The other, and in a sense completely opposite, scenario involves the strategic application of ignorance to facilitate discovery. In clinical trials researchers deliberately conceal which treatment is which from the clinicians treating the patients, so that they will not be tempted to treat different groups differently (so-called “blinding” – again a very literal darkening of data). In survey work, a sample of data is taken – which is, of course, equivalent to treating all the rest of the data as dark. More advanced statistical methods can be thought of as generating data which might have been, and can lead to improved estimates, better predictions, and greater understanding. Some of these advanced ideas are outlined in the book.

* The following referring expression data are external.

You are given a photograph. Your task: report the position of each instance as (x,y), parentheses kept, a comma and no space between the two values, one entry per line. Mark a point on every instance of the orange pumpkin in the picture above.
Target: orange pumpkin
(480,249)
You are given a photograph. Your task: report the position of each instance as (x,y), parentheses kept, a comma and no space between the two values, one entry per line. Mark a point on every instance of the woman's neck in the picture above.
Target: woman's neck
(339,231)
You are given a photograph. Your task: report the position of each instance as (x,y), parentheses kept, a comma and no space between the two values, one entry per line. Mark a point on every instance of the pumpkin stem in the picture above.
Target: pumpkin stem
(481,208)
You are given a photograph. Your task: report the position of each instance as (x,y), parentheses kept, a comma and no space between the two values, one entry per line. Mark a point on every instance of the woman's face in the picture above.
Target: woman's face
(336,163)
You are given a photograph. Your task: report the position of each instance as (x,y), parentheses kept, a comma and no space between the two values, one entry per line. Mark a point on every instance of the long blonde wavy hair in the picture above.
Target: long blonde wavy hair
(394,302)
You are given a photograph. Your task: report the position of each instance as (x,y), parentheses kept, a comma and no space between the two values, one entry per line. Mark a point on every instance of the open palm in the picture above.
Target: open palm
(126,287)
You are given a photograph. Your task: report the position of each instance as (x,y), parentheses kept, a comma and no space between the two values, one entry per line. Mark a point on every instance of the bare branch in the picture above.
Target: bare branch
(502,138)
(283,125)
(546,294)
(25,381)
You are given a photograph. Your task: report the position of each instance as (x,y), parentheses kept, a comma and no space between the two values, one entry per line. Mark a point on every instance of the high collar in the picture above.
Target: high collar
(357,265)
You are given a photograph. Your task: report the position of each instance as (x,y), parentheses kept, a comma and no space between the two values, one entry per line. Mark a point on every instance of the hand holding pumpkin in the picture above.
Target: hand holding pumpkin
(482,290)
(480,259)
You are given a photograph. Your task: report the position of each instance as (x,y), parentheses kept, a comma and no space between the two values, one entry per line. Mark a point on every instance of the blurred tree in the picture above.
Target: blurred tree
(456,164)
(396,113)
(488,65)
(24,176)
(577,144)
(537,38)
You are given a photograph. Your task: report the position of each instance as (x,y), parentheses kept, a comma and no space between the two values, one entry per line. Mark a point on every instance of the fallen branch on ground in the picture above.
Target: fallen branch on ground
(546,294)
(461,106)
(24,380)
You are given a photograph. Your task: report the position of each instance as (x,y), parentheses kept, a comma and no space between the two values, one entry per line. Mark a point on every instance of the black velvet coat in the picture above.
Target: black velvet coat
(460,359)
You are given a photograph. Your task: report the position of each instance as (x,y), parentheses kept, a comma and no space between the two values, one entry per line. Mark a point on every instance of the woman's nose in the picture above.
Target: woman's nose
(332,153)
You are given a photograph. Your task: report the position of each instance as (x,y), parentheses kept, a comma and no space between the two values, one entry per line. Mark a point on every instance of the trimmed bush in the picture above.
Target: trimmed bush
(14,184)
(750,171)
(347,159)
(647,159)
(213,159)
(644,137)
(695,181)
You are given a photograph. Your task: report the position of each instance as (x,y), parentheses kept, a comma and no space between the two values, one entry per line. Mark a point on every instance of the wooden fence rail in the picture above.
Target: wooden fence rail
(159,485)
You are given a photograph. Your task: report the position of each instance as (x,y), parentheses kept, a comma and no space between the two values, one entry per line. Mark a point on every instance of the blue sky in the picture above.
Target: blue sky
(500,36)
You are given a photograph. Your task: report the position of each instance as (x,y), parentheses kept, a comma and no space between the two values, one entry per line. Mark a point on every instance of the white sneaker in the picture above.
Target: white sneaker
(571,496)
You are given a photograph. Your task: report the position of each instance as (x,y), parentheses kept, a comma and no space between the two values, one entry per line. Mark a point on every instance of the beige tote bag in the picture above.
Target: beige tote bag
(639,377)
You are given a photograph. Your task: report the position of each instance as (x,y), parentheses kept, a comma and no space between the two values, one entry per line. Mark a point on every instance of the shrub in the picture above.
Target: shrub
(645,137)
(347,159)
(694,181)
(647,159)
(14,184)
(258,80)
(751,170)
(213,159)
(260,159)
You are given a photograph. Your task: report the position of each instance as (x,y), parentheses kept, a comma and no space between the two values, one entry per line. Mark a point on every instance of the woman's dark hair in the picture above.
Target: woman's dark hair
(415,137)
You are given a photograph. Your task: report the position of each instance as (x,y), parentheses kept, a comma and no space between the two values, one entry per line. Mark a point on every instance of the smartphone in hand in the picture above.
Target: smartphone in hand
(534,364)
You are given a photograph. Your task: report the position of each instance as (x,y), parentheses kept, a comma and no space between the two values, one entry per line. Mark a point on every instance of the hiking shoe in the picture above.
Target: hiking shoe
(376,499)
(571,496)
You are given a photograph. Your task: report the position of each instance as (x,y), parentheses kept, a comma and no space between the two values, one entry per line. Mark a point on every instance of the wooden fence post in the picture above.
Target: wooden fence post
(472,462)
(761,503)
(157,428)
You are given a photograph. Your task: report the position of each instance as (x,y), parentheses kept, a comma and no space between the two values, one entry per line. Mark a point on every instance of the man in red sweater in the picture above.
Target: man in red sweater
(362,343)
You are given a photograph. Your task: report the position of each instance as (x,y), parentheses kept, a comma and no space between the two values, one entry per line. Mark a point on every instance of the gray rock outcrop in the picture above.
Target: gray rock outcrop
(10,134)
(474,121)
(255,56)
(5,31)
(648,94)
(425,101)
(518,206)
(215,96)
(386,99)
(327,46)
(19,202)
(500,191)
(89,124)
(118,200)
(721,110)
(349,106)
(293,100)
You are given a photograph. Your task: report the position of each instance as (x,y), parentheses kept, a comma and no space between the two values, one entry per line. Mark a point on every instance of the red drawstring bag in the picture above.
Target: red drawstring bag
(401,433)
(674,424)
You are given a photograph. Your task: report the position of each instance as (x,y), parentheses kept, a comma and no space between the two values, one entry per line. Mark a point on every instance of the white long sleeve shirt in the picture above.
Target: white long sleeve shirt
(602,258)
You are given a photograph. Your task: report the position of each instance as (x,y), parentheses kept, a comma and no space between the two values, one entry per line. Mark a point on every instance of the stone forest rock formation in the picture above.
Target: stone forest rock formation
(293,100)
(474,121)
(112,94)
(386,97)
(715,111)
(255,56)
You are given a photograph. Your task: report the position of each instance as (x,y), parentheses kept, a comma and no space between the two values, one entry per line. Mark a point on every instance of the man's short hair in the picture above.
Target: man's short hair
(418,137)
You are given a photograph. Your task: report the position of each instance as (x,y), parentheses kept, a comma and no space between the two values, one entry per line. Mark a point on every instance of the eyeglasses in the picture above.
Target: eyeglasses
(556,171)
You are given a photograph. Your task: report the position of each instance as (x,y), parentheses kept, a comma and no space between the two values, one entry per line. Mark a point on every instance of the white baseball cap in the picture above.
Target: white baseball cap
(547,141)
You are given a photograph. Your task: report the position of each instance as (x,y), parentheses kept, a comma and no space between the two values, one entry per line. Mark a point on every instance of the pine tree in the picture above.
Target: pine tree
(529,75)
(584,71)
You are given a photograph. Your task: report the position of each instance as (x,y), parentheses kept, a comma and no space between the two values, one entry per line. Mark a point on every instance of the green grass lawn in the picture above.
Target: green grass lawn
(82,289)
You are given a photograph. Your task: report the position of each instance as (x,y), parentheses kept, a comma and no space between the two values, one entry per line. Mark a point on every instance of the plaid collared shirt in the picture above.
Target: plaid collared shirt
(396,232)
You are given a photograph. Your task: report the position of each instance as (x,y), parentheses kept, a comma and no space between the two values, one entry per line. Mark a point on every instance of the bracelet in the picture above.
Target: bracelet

In fact the you yourself use the idea of protecting data by using dark data – in your passwords for example. Sometimes you want to keep your data dark, and you do that by means of dark data.
What first got you interested in this area?
DH: I think it was a growing awareness of how issues of poor data quality impacted the conclusions people were drawing, even from highly sophisticated (and valid) analyses. As I worked in different areas, so I saw the same dark data problems arising – in medical research, in consumer credit, in manufacturing, in financial trading, and so on. Everywhere in fact. The bottom line is that, no matter how clever you are, and no matter how advanced the statistical models and algorithms you use, if you are ignorant of distortions in your data then your conclusions are likely to be wrong.
David J. Hand is emeritus professor of mathematics and senior research investigator at Imperial College London, a former president of the Royal Statistical Society, and a fellow of the British Academy. His many previous books include The Improbability Principle, Measurement: A Very Short Introduction, Statistics: A Very Short Introduction, and Principles of Data Mining.